The LCD controller A.VST29.01 I ordered arrived early last week. I can even find a data sheet for it on the Internet prior to purchase. With proper documentations, gone are the days we have to make some educated guesswork on unknown PCB. The price is USD29.9 without the AC adapter (12V, 4A); I got it for USD 51 for the complete set.
The vendor is found from aliexpress; they mentioned the model of the LCD LTN154P3-L02 harvested from the laptop is not tested before with this LCD controller, but it worked for other similar samsung make. So I run a chance of making a failed weekend project.
Nonetheless the setup of E8410 LCD panel LTN153P3-L02 works!.
This instructables assumed the Laptop's LCD haas been harvested.
First, uncover all hidden screws on the LCD front panel, unscrew and lift the plastic front panel. Extra precautions needed to ensure the plastic snaps are not broken.
Next, disconnect all visible connectors and carefully lift the LCD with backlight from the back cover of the LCD panel.
Safety precautions are needed when handling inverter, and the backlight. Do not remove the transparent plastic covering the PCB.
The package comes in 3 PCBs. The largest piece is the LCD controller, the larger rectangle shape PCB is the Inverter, it’s purpose is to power up the LCD panel’s backlight. Warning: the inverter contains high voltage during operation. Even it is disconnected from the supply, ensue safety precautions such as disconnecting from the mains, wear rubber sole shoes, not touching any bare metal area (soldering on the PCB are exposed to touch) are taken before handling the inverter. There is a clear plastic surrounding the inverter. That is not meant for decoration, but prevents accidental in contact with the exposed area. DO NOT REMOVE THIS PLASTIC COVER! The smaller rectangle PCB is the panel where there are push button switches to control OSM (On Screen Menu).
Remove the original LVDS cable and replace it with the one that comes with the LCD Controller. Plug in the LCD backlight to the inverter.
At the bottom circle in red is where the LCD panel’s back lamp is connected to the inverter. At the top the square in red is the LCD controller’s LVDS cable connecting to the LCD panel.
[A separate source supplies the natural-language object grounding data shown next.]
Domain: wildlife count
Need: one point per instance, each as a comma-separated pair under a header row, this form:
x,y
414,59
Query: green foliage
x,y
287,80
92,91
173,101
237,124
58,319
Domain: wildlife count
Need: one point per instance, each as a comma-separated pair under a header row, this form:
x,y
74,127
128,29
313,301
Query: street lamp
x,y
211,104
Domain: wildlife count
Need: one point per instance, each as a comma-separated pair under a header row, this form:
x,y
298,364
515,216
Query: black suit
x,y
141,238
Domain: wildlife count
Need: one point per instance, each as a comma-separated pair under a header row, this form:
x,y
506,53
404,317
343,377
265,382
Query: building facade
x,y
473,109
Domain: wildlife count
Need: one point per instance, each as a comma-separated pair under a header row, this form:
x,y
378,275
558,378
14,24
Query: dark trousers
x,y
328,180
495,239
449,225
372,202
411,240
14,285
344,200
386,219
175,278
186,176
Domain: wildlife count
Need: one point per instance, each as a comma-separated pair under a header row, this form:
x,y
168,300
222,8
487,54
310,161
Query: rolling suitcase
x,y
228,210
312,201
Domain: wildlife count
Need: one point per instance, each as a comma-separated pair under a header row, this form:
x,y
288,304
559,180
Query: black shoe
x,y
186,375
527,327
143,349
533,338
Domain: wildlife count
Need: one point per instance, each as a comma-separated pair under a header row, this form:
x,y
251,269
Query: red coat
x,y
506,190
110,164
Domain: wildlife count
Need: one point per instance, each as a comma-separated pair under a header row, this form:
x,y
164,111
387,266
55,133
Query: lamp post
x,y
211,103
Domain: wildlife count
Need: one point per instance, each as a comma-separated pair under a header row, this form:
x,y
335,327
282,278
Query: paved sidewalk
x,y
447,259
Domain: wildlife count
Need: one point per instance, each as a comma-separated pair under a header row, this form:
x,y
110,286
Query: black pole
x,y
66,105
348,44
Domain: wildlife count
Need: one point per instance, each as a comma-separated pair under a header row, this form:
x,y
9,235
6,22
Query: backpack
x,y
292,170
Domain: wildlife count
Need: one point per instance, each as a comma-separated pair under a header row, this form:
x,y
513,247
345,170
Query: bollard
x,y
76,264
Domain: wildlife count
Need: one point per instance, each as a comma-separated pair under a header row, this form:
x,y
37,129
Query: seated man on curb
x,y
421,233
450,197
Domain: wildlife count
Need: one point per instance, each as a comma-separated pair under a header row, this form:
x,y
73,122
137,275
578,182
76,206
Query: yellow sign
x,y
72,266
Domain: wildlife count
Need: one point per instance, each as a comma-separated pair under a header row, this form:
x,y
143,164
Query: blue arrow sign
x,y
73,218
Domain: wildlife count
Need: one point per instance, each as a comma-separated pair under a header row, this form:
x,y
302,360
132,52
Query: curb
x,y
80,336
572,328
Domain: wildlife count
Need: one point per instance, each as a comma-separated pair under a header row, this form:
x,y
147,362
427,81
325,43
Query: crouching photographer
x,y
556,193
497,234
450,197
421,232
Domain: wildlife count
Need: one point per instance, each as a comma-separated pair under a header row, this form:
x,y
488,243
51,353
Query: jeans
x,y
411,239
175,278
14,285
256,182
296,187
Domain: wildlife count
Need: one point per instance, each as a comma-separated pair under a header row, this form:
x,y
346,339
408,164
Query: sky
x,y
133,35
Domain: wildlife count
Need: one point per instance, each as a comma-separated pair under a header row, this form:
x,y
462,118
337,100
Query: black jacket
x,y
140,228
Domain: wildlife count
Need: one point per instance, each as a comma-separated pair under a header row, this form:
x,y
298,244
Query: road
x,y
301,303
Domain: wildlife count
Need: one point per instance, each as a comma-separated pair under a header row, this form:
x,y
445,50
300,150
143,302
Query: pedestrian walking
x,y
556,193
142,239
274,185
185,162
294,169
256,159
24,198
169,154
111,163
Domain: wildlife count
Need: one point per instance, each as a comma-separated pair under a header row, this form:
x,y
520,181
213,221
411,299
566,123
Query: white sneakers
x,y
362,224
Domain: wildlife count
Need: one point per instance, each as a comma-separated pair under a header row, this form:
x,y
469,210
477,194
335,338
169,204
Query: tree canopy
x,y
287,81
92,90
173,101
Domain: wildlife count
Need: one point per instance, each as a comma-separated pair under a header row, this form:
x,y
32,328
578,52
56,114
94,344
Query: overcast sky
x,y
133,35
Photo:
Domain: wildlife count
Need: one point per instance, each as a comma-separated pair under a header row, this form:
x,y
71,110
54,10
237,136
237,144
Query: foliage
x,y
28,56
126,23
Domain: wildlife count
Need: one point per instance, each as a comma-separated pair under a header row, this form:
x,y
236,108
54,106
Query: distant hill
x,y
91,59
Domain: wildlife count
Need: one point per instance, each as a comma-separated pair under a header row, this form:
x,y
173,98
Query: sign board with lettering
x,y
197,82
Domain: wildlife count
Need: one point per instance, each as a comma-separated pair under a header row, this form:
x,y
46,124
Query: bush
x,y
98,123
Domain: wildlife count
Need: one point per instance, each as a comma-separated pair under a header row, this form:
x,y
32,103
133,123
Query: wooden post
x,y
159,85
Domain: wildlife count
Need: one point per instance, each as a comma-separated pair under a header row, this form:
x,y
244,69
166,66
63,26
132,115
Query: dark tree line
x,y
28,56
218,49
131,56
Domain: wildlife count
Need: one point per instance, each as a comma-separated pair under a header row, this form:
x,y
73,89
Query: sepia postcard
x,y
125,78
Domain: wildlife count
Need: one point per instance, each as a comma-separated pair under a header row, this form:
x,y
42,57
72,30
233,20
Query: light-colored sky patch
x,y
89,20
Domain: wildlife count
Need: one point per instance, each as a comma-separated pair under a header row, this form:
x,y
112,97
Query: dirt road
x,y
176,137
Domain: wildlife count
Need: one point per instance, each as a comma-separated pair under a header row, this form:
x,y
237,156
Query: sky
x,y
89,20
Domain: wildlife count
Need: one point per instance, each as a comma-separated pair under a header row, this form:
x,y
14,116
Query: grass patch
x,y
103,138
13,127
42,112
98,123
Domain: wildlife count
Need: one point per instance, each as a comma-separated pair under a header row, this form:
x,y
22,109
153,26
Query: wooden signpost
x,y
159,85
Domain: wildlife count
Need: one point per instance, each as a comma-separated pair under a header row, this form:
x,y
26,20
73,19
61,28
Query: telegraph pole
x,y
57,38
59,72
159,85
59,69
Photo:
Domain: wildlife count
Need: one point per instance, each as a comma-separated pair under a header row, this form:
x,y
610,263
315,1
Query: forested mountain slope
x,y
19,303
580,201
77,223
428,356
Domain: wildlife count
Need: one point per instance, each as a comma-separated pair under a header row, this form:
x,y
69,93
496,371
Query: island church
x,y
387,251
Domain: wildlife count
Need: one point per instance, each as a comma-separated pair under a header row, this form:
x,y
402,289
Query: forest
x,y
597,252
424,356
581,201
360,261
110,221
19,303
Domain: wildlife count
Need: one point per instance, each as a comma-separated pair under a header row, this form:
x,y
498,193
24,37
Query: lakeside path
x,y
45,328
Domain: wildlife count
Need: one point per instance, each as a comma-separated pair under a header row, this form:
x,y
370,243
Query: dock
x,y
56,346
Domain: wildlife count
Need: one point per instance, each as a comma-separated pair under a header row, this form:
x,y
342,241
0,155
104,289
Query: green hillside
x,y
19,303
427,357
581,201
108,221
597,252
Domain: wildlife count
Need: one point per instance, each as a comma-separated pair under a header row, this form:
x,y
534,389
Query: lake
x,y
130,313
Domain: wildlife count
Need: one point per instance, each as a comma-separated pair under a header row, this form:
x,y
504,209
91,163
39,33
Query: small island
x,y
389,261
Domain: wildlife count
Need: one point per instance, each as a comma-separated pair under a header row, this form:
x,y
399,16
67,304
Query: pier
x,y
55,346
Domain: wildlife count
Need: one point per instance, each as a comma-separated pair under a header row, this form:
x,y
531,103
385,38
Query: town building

Some scotch tape is used to secure the wiring at a convenient location.
The E8410 laptop boasts a magnesium alloy casing on the LCD (that’s the reason I choose the model!!), and it is difficult to cut through metal with my bare minimal tools. So I have made an inconspicuous incision at the plastic area of the front cover to allow wiring to pass.
A final check before turning it on! This step is very crucial! Do not skip the final check before turning on!!!
Turning it on, and familiarising with the on screen menu via panel switch.
I have used a standard vga output from a computer to test the LCD panel with the LCD controller.
Technically, I can hook this up as an output device to a Raspberry Pi, a beagleboneblack, or even make it a USB photo frame. The controller comes with USB port.
Next weekend project is to make a stand to house this beautiful magnesium alloy encased LCD panel. It is definitely going to be the showy piece on my desk.